When Sture Bergwall arrived at Säter Hospital on 29 April 1991, the concept of the serial killer was relatively new to the average Swede. A number of cases in the USA had caused the FBI to coin the term and develop new methods – in particular so-called profiling techniques – in an attempt to track down the elusive perpetrators. The phenomenon had been the subject of extensive research among American criminologists and behavioural experts in the latter part
of the 1980s. A few years later it began to be exploited by writers and film-makers in popular culture.
In the spring of 1991, the new anti-hero of popular culture was taking possession of the stage in grand style, represented by Hannibal ‘The Cannibal’ Lecter in the screen dramatisation of Thomas Harris’s novel
The Silence of the Lambs.
In the film, the brilliant serial killer helps the investigators – with a series of infernally cryptic clues – identify the serial killer ‘Buffalo Bill’, who catches and kills women with the express intention of sewing himself a suit made from their skins. Dr Lecter offers sharp-witted and psychologically insightful leads in the form of anagrams and personal questions directed at FBI agent Clarice Starling, often with learned references and quotations from Marcus Aurelius, the Roman emperor. But the razor-sharp cannibal’s clues are so sophisticated and cryptic that they can only be deciphered with enormous difficulty.
Sture wasn’t able to go to the cinema, but he rented the film on video and, like everyone else in Sweden, began to learn how serial killers operated and how they could be hunted down.
At the same time the successful novel
American Psycho
was published, in which the ice-cold sadist, millionaire and serial killer Patrick Bateman looked for amusement and a cure for his overriding boredom by assaulting his victims, with perfectly judged indifference, using electric drills and staple guns. The library at Säter Hospital acquired the book, which Sture Bergwall immediately borrowed and read.
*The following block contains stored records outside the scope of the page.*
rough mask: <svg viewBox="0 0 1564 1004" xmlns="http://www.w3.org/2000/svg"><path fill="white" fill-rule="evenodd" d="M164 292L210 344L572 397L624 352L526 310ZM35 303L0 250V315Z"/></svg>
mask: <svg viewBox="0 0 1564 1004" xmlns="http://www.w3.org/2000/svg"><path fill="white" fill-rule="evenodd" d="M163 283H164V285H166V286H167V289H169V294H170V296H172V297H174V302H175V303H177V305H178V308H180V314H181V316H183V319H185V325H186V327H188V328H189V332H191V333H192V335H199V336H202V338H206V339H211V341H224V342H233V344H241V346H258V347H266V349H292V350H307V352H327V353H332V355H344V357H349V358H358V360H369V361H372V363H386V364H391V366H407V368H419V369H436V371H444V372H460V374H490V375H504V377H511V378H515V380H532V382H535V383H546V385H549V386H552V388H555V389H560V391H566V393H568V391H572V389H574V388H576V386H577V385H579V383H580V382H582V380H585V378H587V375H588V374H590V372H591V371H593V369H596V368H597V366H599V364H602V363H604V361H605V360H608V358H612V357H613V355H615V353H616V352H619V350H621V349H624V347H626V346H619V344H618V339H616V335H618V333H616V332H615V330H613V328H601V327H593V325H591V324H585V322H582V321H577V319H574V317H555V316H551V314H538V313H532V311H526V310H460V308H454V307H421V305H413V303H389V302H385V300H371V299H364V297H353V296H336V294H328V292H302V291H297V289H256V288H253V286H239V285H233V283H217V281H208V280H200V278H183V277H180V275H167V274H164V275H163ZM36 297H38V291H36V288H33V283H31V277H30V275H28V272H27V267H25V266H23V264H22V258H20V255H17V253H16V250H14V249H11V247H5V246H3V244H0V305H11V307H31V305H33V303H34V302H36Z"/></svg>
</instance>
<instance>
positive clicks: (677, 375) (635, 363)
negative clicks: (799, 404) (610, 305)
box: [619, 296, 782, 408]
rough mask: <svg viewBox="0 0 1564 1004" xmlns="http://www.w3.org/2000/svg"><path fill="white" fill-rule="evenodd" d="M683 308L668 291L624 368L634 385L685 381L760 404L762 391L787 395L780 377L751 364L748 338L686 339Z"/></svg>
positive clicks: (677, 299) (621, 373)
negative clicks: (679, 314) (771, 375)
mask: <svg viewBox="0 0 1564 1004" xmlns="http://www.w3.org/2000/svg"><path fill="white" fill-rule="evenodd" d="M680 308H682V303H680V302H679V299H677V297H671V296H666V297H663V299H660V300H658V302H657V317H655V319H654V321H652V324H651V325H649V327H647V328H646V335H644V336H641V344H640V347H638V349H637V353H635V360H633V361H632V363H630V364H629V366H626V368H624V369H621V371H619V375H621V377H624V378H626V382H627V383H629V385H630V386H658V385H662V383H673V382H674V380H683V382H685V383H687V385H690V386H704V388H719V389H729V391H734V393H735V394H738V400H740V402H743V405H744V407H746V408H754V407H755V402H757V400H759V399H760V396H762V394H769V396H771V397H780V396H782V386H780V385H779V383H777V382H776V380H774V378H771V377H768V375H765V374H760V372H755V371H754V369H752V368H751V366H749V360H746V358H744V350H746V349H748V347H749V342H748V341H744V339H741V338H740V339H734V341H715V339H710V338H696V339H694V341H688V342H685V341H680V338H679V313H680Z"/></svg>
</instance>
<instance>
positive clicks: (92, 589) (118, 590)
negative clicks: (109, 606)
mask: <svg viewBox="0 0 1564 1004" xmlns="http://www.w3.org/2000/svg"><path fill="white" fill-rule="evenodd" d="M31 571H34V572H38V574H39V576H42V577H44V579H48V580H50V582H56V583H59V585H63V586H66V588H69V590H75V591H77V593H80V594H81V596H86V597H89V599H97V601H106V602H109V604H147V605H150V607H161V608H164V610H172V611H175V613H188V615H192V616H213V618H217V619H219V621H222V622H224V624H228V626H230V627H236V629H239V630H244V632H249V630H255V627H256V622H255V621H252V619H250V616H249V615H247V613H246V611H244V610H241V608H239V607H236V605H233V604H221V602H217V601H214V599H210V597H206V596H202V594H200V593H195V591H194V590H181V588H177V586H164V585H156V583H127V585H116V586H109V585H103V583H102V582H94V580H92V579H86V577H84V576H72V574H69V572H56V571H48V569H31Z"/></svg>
‘The main character of the novel, Patrick Bateman, is incredibly intelligent, which I think was important to me. I saw that one could be intelligent and a serial killer at the same time.
The Silence of the Lambs
and
American Psycho
also got a certain status because they were reviewed in
Dagens Nyheter
and
Expressen
’s culture pages. Because of that, serial killers also became interesting to me,’ Sture recalled.
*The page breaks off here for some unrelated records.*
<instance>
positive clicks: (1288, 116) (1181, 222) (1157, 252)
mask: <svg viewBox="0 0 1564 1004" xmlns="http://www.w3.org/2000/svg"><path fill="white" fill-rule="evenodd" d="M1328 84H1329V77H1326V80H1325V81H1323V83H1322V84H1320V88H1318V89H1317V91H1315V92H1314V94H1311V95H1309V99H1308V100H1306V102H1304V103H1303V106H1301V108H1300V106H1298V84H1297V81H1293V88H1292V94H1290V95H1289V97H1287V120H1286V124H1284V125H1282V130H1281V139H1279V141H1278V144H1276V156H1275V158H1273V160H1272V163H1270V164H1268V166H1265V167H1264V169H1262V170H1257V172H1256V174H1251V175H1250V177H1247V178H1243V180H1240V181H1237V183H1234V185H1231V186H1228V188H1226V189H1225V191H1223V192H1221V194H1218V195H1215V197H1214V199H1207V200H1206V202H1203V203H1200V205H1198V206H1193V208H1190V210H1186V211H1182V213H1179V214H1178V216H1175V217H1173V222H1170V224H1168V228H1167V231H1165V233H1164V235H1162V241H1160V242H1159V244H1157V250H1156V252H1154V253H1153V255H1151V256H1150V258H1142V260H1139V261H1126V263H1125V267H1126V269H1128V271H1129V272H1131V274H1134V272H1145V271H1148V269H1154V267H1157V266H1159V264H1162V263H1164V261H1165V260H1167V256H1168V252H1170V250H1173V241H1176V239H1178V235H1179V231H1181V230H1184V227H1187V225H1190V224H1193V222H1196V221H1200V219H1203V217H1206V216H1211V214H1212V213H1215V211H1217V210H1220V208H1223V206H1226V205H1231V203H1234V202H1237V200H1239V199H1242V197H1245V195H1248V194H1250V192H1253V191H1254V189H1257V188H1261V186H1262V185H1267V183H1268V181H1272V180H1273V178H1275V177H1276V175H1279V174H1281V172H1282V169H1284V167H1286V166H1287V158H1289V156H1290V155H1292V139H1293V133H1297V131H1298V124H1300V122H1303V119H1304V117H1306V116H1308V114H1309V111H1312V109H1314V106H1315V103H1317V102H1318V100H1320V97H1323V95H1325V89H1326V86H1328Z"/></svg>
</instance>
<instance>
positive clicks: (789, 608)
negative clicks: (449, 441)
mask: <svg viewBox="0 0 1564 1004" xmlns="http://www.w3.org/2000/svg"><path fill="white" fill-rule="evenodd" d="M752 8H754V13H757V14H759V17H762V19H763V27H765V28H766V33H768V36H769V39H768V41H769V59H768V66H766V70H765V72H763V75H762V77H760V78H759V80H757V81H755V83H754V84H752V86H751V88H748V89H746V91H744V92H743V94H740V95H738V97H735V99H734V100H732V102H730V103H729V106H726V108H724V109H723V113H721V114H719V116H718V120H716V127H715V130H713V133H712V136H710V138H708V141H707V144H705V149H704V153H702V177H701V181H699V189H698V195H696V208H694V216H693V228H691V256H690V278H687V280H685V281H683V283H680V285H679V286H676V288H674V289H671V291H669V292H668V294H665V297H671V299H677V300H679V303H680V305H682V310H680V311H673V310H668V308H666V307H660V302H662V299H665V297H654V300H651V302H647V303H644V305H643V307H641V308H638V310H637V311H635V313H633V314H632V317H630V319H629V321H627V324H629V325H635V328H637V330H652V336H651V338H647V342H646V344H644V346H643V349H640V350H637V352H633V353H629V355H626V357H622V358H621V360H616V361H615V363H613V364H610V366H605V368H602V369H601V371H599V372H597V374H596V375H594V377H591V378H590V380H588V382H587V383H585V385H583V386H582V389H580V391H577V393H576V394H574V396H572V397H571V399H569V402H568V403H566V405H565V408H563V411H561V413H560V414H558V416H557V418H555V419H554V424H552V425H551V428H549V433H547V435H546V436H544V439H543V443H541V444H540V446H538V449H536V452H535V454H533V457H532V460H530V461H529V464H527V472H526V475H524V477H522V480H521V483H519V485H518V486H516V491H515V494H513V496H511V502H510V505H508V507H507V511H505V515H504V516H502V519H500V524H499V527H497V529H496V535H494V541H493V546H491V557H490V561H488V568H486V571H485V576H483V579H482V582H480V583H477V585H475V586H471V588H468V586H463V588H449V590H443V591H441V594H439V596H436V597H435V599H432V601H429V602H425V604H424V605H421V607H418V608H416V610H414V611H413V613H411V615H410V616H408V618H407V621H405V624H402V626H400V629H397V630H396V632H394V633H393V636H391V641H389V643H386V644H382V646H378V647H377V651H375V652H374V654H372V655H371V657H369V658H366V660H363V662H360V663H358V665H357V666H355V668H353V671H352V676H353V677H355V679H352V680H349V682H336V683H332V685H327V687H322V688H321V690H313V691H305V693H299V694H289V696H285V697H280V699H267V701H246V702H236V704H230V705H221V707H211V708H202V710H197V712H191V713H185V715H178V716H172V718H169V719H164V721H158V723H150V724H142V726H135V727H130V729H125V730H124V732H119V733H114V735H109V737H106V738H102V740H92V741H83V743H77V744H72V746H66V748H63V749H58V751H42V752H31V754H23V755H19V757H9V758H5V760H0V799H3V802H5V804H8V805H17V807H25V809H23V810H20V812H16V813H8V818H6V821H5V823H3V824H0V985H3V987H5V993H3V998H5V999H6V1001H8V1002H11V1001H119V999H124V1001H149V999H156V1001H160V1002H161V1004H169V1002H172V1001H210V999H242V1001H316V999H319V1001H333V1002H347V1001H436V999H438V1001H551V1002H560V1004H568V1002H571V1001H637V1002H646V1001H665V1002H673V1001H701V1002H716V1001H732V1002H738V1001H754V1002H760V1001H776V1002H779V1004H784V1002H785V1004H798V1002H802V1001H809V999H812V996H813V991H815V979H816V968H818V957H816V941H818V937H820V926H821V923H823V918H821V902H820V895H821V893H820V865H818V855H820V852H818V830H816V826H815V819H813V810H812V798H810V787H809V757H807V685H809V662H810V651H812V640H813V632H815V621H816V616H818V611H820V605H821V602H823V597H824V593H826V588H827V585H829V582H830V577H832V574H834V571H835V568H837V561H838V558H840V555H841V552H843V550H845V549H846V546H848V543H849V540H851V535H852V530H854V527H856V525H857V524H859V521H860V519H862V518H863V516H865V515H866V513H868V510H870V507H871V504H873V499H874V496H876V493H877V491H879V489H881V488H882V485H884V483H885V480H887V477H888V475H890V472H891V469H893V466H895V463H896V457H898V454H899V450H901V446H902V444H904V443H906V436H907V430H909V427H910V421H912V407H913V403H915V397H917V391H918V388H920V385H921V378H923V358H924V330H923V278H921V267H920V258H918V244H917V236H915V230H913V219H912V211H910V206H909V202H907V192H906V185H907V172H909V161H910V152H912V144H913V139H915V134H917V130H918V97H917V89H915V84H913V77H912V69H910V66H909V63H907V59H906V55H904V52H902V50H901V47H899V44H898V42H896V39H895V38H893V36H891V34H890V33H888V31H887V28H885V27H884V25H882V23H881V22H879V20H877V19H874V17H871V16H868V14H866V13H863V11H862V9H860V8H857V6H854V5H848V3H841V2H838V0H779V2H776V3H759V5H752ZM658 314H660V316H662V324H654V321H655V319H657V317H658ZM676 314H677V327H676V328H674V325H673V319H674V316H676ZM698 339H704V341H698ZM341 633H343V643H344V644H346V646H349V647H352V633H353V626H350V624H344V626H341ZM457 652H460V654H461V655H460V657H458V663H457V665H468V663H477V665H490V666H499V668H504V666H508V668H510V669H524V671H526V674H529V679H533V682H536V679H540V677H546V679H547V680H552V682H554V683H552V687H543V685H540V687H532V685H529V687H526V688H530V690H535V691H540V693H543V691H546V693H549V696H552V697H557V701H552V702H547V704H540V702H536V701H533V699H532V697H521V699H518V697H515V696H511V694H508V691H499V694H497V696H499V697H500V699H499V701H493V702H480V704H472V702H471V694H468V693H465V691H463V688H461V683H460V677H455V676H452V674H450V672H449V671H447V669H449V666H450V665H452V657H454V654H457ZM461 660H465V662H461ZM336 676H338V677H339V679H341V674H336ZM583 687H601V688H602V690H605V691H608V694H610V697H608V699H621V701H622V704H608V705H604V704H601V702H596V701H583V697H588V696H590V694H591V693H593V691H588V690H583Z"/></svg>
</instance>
For Sture Bergwall, having an identity as an intellectual person was important, and he noted that his doctors and psychologists were interested in the new phenomenon. And with an almost uncanny sense of timing, the successful stories in popular culture were soon finding their equivalent in real life.
One warm evening at the end of July 1991, two police officers were cruising through a district of Milwaukee in Wisconsin known for its prevalence of heavy crime, when a young black man came running up to them with a handcuff dangling from one of his wrists.